An IDF review has determined that in numerous instances during 2016 soldiers were refused permission to keep their beards, contravening established military policy.

This was only one of a number of different types of complaints which reached the desk of the IDF ombudsman, Gen. (Res.) Yitzchak Brick, during 2016, and which are detailed in a report released on Sunday.

Regarding beards, Brick cited as just one example, a unit commander who summarily ordered all the religious soldiers to shave their beards, even before their complaints to the IDF Manpower Branch had been answered, as provided by regulations.

However, it’s far from the only issue roiling morale in the IDF.

According to the report, 6,758 complaints were submitted by soldiers for various reasons, representing a six percent increase of serious complaints over the previous year. Of those, 58 percent were ruled to be justified.

According to Brick, cuts in IDF personnel, which have been implemented as part of the army’s five-year plan adopted last year, have led to a “fear of a crisis of confidence” in the combat support system, as well as a gap in manpower and a decrease in the recruitment and staffing of senior officers.

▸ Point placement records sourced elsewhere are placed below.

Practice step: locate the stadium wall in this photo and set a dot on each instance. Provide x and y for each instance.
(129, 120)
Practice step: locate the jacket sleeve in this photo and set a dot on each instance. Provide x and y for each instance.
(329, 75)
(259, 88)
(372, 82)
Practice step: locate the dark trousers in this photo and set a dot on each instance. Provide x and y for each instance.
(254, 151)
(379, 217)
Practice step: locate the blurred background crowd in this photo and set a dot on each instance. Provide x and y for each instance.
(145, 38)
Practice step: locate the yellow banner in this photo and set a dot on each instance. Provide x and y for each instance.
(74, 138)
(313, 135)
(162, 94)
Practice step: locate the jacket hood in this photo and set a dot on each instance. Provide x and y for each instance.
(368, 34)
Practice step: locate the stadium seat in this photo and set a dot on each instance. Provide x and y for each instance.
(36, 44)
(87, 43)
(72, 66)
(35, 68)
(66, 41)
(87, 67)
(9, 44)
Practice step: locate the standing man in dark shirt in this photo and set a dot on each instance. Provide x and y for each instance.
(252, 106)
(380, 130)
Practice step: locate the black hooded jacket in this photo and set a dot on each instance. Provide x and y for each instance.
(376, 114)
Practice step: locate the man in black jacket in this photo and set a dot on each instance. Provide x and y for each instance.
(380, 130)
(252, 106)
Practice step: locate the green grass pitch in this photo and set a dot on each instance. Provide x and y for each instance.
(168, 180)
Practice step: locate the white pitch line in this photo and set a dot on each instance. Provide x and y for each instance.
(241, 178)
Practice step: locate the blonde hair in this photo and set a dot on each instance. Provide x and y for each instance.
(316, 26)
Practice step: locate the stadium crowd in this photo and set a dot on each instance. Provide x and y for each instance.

Large-scale cuts in core-military sectors among career soldiers, such as in central positions in the field of maintenance, armament and logistics “may result in financial costs, which may be higher than the savings in manpower due to lack of care and maintenance,” Brick wrote.

Racism appears to be a problem. There were more complaints from soldiers claiming they were subjected to insults due skin color or ethnic background.

Complaints in the field of discipline soared, 525 complaints compared to the 51 in 2015.

The report noted a rise in complaints about physical and verbal violence by either the company commander or officers with the rank of major “who feel that they are allowed to act violently because of their rank,” Brick wrote.

In one incident, a commander lost his temper and began cursing at his soldiers and threw a gun at them. In another incident, Brick recommended military police investigate complaints that a company commander did not report to his battalion. Another grievance involved a brigade commander in an incident of a game with a weapon which took place within the unit.

“Many soldiers are afraid to tell commanders about things which happen in the unit so as not to be labeled as ‘informers’ and in such a situation, a severe phenomenon of conspiracy of silence may develop,” Brick wrote.

The army stated that every commander is expected to serve as “an exemplary example” and the IDF views any violent or racist conduct with “great severity, responding decisively to any such event.”

IDF Chief of Staff Lt.-Gen. Gadi Eisenkot appointed deputy chief of staff Maj.-Gen Aviv Kochavi to address the issues raised as part of the military’s work plan for the coming year.